Engagiert wird das Unternehmen von den Bauträgern. „Viele machen das natürlich nicht gerne, da entstehen ja Kosten.“ Die Hauptaufgabe von Graevendal ist eigentlich das Kartieren. „Wenn wir für einen Bereich engagiert werden, dann geht es erst einmal mit einem Ultraschall-Detektor durch die Gegend“, sagt Czernia. Da Fledermäuse sich per Ultraschall verständigen, der für das Gehör des Menschen nicht wahrnehmbar ist, braucht es so eine Technik. Dort, wo ein Tier entdeckt wird, markieren sich Steinhäuser und sein Team dann die Stelle in einer digitalen Übersicht. „Außerdem versuchen wir immer, die Art zu bestimmen, damit wir genau wissen, womit wir es in welcher Region zu tun haben“, sagt Czernia.

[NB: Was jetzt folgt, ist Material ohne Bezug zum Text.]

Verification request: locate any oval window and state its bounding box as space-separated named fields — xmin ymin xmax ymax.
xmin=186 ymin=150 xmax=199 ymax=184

Die Netze können erst etwa 45 Minuten nach dem Sonnenuntergang aufgestellt werden. „Dann sind nämlich keine Vögel mehr unterwegs“, erklärt Czernia. Ungefähr um 21.20 Uhr soll es heute soweit sein. Das sei auch die Zeit, in der die Fledermäuse beginnen, aktiv zu werden. „Wir bauen eine gute Stunde vor dem Morgengrauen wieder ab, weil dann die Vögel herauskommen und die Fledermäuse von ihren Nachtausflügen. Sonst hätten wir Dutzende auf einmal“, erklärt Steinhäuser.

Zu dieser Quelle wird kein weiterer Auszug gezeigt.